2. If its label $y_i$ is the same as that of $w_j$, then $w_j \leftarrow w_j + \alpha_t(x_i - w_j)$, otherwise, $w_j \leftarrow w_j - \alpha_t(x_i - w_j)$.

=== LVQ2 ===
LVQ2 is the same as LVQ3, but with this sentence removed: "If $w_j$ and $w_k$ and $x_i$ have the same class, then $w_j \leftarrow w_j - \alpha_t(x_i - w_j)$ and $w_k \leftarrow w_k + \alpha_t(x_i - w_k)$.". If $w_j$ and $w_k$ and $x_i$ have the same class, then nothing happens.

=== LVQ3 ===

Some Apollonian circles. Every blue circle intersects every red circle at a right angle. Every red circle passes through the two points C, D, and every blue circle separates the two points.

Initialize several code vectors per label. Iterate until convergence criteria is reached.

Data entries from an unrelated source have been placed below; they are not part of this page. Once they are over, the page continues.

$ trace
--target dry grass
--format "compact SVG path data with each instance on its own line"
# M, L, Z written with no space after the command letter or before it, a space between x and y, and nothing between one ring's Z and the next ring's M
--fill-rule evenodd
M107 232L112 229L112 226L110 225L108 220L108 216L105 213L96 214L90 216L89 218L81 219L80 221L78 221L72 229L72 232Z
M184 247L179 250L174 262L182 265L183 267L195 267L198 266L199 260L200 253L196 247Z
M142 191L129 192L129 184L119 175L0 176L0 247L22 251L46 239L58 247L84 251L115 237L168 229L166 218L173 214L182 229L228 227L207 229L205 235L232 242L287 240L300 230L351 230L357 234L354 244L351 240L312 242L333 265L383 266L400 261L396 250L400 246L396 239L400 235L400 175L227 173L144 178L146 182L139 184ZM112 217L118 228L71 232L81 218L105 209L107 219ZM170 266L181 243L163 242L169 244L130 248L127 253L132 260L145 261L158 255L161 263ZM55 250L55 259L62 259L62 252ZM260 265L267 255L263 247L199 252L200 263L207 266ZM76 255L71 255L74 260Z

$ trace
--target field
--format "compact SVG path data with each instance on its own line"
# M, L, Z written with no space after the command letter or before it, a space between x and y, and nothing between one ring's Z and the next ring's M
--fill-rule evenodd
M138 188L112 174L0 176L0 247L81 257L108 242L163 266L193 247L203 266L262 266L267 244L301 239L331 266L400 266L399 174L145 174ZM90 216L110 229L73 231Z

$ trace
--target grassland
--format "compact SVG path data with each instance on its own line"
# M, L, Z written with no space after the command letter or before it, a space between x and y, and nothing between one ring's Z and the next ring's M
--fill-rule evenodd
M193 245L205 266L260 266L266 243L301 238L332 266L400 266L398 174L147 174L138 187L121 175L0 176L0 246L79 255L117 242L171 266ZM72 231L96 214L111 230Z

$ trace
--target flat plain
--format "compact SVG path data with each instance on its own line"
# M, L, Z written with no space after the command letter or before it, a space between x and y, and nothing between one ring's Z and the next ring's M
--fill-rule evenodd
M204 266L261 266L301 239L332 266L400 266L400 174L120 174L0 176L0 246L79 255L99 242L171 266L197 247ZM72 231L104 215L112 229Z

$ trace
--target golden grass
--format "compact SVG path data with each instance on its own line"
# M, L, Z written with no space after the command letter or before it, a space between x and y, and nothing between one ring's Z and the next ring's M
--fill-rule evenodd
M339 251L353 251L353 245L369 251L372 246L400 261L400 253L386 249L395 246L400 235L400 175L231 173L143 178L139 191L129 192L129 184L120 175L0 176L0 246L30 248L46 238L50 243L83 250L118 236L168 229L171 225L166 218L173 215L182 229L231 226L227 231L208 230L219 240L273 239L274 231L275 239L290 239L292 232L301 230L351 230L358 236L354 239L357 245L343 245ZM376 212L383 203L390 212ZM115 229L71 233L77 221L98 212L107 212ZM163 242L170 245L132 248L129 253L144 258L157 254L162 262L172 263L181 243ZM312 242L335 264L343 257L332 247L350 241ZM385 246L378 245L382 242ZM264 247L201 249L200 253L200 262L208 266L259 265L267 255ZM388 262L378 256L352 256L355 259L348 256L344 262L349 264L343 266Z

1. Sample a datum $x_i$, and find out two code vectors $w_j, w_k$ closest to it.
2. Let $d_j := \|x_i - w_j\|, d_k := \|x_i - w_k\|$.
3. If $\min \left(\frac{d_j}{d_k}, \frac{d_k}{d_j}\right)>s$, where $s=\frac{1-w}{1+w}$, then
  - If $w_j$ and $x_i$ have the same class, and $w_k$ and $x_i$ have different classes, then $w_j \leftarrow w_j + \alpha_t(x_i - w_j)$ and $w_k \leftarrow w_k - \alpha_t(x_i - w_k)$.
  - If $w_k$ and $x_i$ have the same class, and $w_j$ and $x_i$ have different classes, then $w_j \leftarrow w_j - \alpha_t(x_i - w_j)$ and $w_k \leftarrow w_k + \alpha_t(x_i - w_k)$.
  - If $w_j$ and $w_k$ and $x_i$ have the same class, then $w_j \leftarrow w_j - \epsilon\alpha_t(x_i - w_j)$ and $w_k \leftarrow w_k + \epsilon\alpha_t(x_i - w_k)$.
  - If $w_k$ and $x_i$ have different classes, and $w_j$ and $x_i$ have different classes, then the original paper simply does not explain what happens in this case, but presumably nothing happens in this case.
4. Otherwise, skip.
Note that condition $\min \left(\frac{d_j}{d_k}, \frac{d_k}{d_j}\right)>s$, where $s=\frac{1-w}{1+w}$, precisely means that the point $x_i$ falls between two Apollonian spheres.